Nur von anderen Menschen, die dort arbeiten, wurde mir vieles berichtet, es blieb unklar, ob dort noch sieben, elf oder zwölf Personen wohnen…

Bei meinen täglichen Ausflügen verschob sich bald das Interesse. Es ging mir schließlich nicht mehr nur um die Einwohner, sondern um die Insel als Ganzes. Die Menschen, die dort arbeiten, die Häuser, verlassenen Grundstücke und bewachsenen Flächen, die Objekte, die sich dort befinden, wenigstens Spuren der Inselbewohner – meine Begrenzung war nur das umgebende Wasser.

Ich erkundete die Insel, suchte auch Wege abseits des Hauptwegs entlang des Inselkanals und war dabei immer wieder ganz alleine in menschenleerer Umgebung. Ich schlich mich durch Gestrüpp oder über große, merkwürdigerweise gemähte Rasenflächen – Spuren von  Arbeit – und tatsächlich traf ich dort auf zwei Gärtner.

Gefunden habe ich noch ein paar weitere Menschen, die hier arbeiten: einen Toilettenaufseher und drei Restaurantbesitzer. Und dann entdeckte ich in der angespannten Stille scheinbar vergessene Gartengeräte, und immer war da das Gefühl, da sei noch etwas anderes. Irritierend, verunsichernd ist es, immer wieder auf Dinge zu stoßen, die auf Menschen verweisen, und sie nicht zu sehen: Ich finde ein Tor mit der Beschriftung ‘proprieta privata‘, aber alleine stehend, ohne angrenzende Umzäunung. Eine rote Gießkanne liegt einsam in einem Garten.

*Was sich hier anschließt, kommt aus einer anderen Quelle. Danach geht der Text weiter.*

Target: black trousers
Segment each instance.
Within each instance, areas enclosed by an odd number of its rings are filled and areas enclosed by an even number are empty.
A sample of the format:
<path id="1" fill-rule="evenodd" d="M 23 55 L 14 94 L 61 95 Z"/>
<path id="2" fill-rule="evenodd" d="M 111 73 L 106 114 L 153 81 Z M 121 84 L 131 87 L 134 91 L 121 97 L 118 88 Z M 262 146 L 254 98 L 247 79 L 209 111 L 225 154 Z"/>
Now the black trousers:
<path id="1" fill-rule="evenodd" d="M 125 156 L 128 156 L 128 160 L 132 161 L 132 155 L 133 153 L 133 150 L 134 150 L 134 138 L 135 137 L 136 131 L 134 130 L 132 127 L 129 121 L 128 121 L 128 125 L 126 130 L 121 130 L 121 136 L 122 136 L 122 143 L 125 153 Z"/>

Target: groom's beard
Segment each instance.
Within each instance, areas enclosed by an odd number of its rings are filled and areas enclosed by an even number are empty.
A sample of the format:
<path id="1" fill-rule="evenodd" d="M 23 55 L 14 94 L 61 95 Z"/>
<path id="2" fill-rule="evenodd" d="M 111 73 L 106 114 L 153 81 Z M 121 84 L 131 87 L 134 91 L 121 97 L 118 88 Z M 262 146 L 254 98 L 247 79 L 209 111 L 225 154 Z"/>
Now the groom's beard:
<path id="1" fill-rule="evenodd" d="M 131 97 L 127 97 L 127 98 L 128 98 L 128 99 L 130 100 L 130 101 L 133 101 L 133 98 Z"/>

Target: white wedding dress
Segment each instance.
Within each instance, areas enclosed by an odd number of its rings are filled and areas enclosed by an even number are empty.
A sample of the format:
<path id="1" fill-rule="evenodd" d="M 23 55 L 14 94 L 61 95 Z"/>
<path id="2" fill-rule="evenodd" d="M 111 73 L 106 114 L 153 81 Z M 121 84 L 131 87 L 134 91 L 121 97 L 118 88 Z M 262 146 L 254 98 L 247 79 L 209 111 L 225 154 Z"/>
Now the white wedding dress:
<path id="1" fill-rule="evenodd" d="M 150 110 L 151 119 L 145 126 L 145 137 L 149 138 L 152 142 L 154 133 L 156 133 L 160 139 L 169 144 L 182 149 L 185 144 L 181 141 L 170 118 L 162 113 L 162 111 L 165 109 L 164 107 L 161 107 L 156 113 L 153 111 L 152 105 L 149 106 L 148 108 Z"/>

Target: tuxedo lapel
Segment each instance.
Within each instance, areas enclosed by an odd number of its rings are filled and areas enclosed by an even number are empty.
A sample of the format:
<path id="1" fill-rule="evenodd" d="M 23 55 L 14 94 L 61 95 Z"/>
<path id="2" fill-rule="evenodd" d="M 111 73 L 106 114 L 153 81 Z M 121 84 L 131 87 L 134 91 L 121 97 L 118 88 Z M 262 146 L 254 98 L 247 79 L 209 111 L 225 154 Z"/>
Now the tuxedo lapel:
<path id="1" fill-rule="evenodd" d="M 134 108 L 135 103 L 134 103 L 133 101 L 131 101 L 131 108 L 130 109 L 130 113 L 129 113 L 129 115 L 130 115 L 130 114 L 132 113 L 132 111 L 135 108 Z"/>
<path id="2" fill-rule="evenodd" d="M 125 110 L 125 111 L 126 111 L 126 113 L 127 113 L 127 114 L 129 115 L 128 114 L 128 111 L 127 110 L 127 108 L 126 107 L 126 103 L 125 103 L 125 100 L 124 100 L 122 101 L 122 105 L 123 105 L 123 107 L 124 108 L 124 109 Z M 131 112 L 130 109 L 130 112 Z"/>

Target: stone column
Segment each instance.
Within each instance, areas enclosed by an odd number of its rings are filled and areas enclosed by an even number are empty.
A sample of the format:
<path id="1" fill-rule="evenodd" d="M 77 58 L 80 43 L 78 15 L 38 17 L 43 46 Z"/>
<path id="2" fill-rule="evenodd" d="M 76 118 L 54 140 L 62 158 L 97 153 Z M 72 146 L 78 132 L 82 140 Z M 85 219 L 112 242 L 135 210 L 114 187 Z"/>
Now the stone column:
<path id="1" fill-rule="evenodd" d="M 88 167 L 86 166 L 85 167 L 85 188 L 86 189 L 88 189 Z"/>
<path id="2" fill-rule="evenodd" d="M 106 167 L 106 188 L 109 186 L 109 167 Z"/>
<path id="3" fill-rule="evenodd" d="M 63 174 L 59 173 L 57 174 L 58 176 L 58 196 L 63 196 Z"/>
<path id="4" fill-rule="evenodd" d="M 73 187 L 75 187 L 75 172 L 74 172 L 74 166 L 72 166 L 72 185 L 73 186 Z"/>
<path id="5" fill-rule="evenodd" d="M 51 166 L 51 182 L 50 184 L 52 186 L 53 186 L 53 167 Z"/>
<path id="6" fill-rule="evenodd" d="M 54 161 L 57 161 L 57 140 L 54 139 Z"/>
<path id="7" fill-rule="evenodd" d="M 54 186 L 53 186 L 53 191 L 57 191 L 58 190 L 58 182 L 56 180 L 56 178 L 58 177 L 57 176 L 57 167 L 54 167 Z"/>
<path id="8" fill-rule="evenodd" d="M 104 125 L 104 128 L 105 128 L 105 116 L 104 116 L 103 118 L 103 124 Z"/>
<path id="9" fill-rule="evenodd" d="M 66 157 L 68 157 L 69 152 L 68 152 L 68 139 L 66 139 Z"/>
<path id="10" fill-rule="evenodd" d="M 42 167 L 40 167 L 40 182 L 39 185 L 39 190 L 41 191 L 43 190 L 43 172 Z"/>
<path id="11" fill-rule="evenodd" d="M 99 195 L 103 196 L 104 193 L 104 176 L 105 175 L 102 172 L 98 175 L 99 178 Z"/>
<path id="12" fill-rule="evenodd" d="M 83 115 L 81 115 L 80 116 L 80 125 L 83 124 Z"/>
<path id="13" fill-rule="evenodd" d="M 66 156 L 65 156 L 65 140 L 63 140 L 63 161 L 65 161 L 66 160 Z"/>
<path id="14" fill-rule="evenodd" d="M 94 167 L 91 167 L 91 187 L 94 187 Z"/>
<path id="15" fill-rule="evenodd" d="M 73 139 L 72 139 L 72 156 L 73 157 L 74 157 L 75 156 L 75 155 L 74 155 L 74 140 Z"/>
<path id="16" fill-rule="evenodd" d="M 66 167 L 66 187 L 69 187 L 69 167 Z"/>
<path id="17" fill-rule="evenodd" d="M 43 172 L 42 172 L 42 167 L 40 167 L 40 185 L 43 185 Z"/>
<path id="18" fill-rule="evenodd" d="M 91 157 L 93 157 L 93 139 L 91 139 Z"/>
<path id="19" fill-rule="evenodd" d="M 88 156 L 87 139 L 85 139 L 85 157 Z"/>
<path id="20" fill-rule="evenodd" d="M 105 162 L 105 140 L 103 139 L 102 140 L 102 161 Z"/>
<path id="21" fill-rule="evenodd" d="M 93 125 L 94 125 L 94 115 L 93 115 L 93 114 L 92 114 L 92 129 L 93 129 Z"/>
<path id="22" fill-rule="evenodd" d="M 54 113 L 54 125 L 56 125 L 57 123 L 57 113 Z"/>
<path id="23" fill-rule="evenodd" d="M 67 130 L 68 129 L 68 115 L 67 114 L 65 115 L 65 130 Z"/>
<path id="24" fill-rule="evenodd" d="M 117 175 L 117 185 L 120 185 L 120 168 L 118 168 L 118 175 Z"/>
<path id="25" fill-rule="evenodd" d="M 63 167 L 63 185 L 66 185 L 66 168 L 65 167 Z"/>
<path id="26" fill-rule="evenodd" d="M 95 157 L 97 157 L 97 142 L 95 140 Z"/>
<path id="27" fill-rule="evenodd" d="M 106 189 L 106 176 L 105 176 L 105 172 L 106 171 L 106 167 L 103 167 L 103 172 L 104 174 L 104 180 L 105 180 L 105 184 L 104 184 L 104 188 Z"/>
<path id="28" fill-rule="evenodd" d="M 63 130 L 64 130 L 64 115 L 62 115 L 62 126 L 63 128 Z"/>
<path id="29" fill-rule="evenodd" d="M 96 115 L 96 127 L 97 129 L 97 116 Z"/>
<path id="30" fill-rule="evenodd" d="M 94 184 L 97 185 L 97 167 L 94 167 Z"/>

Ich entdecke einen Swimmingpool auf einem Hügel eines Privatgrundstücks, aber niemand ist da. Vielleicht liegt es nur an der Jahreszeit: Es ist November, kalt und die Besitzer sind nicht da.

Venedig ist eng und man ist selten allein in den Gassen, überall Menschen in Cafés, in Restaurants und Geschäften. Wenn ich abends  von Torcello dort ankam, fand ich die Geräusche entspannend und angenehm: endlich wieder Leben.